On voit mal pourquoi on se focaliserait sur le taux de recyclage. Incinérer, et  produire de l’énergie dont on a grand besoin, est aussi utile que recycler. Mettre les déchets plastiques dans des décharges contrôlées protège autant l’environnement que le recyclage, et le fait sans consommer d’énergie.

Restent 2% des déchets plastiques, soit 24 000 tonnes qui sont perdus dans la nature, ce qui est certainement affreux, horrible, et condamnable, mais négligeable à côté des déchets éoliens..

24 000 tonnes, c’est trop à coup sûr, mais c’est 500 fois moins que le 1,2 millions de tonnes de béton coulés chaque année pour construire environ 800  éoliennes (on compte 1500 tonnes pour les fondations de chaque éolienne).  Pour la biodiversité, le béton ne vaut pas mieux que le plastique. On nous dit que les plastiques (tous les plastiques ou certains seulement ?) ne sont pas biodégradables. On n’a pas besoin de nous le dire pour le béton, tant cela saute aux yeux : les bunkers du mur de l’Atlantique sont toujours là 75 ans après leur construction, et pour encore quelques siècles.
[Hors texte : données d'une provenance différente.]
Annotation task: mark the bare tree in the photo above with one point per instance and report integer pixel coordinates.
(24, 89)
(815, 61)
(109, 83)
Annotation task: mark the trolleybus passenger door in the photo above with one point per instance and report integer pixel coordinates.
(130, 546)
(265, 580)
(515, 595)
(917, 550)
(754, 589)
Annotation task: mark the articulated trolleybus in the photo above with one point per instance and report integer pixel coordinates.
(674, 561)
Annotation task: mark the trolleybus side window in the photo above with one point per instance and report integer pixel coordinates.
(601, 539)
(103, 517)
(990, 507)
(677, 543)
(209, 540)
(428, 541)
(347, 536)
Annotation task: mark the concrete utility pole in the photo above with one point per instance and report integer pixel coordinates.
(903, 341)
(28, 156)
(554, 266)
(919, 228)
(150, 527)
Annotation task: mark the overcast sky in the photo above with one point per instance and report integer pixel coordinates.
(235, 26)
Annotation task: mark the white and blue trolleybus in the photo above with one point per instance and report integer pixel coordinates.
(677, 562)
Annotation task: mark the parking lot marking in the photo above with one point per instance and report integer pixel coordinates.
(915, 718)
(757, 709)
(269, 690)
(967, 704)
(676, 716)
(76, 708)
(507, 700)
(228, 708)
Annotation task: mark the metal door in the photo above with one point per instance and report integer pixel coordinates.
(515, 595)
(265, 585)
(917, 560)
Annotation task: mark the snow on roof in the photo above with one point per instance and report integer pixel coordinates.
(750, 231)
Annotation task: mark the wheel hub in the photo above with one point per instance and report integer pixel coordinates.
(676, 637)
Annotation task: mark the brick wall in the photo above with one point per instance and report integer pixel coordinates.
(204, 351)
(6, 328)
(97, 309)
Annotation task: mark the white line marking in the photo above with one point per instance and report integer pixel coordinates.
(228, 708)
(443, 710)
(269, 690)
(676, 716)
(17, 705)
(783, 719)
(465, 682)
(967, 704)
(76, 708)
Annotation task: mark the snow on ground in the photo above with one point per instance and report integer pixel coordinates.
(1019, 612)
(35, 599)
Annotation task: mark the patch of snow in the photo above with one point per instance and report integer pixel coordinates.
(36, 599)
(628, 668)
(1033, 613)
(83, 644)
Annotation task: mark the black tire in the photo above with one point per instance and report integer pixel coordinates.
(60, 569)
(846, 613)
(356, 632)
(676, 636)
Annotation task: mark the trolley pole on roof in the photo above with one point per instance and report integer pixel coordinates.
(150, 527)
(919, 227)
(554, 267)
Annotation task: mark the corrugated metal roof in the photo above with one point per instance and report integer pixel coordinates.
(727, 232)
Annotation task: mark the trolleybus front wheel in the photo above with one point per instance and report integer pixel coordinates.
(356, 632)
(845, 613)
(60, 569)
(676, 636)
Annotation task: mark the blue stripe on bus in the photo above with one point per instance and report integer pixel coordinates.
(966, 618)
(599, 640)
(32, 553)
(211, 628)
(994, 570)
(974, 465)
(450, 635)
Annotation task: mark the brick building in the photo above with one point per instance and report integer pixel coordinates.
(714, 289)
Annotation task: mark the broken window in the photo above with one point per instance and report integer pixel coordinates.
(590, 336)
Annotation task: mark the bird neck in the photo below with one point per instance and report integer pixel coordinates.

Pour l’environnement, les déchets de béton des éoliennes sont donc des centaines de fois plus graves que les déchets de plastique. Mais l’indignation que suscitent ces sous-produits la société moderne est inversement proportionnelle à leur importance. On vilipende les déchets plastiques, alors qu’on applaudit les amas de béton. Haro ! sur le petit ; bravo ! pour le gros. Dans le même discours, le premier ministre, qui s’offusque tant de ces 24 000 tonnes de plastique, s’engage solennellement à mettre beaucoup de l’argent public qu’il n’a pas dans la multiplication par trois des éoliennes et de leur béton.

Mais, dira-t-on, une partie de ces déchets plastiques vont dans la mer. Les éoliennes aussi. Près de 500 éoliennes en mer vont être implantées près de nos côtes. Cela représente, sur une dizaine d’années, 2,7 millions de tonnes de béton (on compte 6000 tonnes par éolienne). 

Comment expliquer ce paradoxe (pour ne pas dire cette offense au bon sens) ? Provient-il du poids des lobbies ? De l’ignorance des élites ? Du tourbillon des idéologies ? L’indignation est une vertu. Mais l’indignation orientée est ce que l’on appelait autrefois une petite vertu.